My app crashes immediately after launching, but the code appears to be correct. What’s going on?
There is a 50 MB limit on the total amount of data that can be displayed in a Shiny app on Databricks. If the application’s total data size exceeds this limit, it will crash immediately after launching. To avoid this, Databricks recommends reducing the data size, for example by downsampling the displayed data or reducing the resolution of images.
How many connections can be accepted for one Shiny app link during development?
Databricks recommends up to 20.
Can I use a different version of the Shiny package than the one installed in Databricks Runtime?

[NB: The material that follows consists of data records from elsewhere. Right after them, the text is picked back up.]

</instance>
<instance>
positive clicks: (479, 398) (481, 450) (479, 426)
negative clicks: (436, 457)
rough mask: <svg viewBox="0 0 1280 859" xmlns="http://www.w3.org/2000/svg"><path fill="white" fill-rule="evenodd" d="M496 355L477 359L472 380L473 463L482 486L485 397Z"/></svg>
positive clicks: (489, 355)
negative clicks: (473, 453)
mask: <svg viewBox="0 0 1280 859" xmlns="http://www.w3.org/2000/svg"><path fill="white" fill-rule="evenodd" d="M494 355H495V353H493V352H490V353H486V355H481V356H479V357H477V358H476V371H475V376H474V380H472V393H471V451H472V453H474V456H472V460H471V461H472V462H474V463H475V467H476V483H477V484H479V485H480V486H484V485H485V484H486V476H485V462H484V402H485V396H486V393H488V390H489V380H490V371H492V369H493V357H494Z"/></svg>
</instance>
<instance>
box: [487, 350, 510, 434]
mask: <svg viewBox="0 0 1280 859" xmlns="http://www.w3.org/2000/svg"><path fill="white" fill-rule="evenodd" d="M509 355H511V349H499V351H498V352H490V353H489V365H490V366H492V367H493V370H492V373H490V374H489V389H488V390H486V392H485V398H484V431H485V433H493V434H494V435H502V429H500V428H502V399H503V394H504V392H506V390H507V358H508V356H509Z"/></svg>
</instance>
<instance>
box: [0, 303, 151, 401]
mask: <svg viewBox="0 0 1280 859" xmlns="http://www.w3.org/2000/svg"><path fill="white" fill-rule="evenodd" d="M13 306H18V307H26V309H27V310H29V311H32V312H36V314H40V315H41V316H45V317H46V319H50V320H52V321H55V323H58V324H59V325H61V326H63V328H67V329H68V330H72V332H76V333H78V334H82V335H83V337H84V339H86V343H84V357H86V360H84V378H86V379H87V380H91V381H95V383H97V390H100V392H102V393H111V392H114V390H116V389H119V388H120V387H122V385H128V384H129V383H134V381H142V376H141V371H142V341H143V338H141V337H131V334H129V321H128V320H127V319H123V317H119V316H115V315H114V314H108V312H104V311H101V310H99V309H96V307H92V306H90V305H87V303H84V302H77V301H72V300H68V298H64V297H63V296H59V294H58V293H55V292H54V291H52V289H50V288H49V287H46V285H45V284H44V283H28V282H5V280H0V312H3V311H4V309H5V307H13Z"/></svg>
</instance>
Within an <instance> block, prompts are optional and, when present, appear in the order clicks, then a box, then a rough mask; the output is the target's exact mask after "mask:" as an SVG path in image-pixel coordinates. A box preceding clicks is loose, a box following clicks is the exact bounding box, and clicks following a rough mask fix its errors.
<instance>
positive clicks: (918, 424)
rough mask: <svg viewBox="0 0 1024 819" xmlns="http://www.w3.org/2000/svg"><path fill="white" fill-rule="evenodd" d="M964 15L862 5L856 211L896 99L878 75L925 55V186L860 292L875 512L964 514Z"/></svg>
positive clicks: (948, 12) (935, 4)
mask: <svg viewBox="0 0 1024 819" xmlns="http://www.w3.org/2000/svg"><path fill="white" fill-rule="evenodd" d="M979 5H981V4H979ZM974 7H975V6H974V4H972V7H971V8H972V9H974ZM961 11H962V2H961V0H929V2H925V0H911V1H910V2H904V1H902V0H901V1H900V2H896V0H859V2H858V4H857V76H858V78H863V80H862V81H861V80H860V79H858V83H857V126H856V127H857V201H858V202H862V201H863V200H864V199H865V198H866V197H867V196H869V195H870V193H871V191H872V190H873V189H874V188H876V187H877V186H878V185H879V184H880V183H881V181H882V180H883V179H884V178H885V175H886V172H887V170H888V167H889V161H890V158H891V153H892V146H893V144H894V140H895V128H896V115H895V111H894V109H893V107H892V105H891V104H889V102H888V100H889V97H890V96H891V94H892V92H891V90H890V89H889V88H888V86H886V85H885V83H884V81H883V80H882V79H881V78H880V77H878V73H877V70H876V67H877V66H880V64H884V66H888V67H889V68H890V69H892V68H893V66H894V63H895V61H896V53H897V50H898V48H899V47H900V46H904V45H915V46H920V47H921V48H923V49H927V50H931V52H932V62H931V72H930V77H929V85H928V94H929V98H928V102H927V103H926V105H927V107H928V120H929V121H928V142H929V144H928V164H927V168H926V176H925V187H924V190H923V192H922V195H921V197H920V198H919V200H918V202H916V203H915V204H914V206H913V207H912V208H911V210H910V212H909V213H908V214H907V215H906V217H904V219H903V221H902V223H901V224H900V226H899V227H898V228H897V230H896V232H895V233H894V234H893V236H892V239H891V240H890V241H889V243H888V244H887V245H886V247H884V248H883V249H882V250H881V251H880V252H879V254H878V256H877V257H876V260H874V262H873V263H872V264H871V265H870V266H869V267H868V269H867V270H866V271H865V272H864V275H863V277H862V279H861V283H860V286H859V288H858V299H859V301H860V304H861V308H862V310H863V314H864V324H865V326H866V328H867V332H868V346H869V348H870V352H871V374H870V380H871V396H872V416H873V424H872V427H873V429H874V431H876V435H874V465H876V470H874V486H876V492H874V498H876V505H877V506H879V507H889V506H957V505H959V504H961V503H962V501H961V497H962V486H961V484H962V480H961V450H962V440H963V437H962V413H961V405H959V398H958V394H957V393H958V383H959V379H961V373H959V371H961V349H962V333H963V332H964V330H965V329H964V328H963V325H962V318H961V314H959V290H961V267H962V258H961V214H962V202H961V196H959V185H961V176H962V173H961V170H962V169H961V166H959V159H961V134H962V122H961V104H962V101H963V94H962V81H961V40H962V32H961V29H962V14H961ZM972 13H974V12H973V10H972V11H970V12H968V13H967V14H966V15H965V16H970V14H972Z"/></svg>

Yes. See Fix the Version of R Packages.
How can I develop a Shiny application that can be published to a Shiny server and access data on Databricks?
While you can access data naturally using SparkR or sparklyr during development and testing on Databricks, after a Shiny application is published to a stand-alone hosting service, it cannot directly access the data and tables on Databricks.
To enable your application to function outside Databricks, you must rewrite how you access data. There are a few options:
Use JDBC/ODBC to submit queries to a Databricks cluster.
Use Databricks Connect.
Directly access data on object storage.
Databricks recommends that you work with your Databricks solutions team to find the best approach for your existing data and analytics architecture.
Can I develop a Shiny application inside a Databricks notebook?
Yes, you can develop a Shiny application inside a Databricks notebook.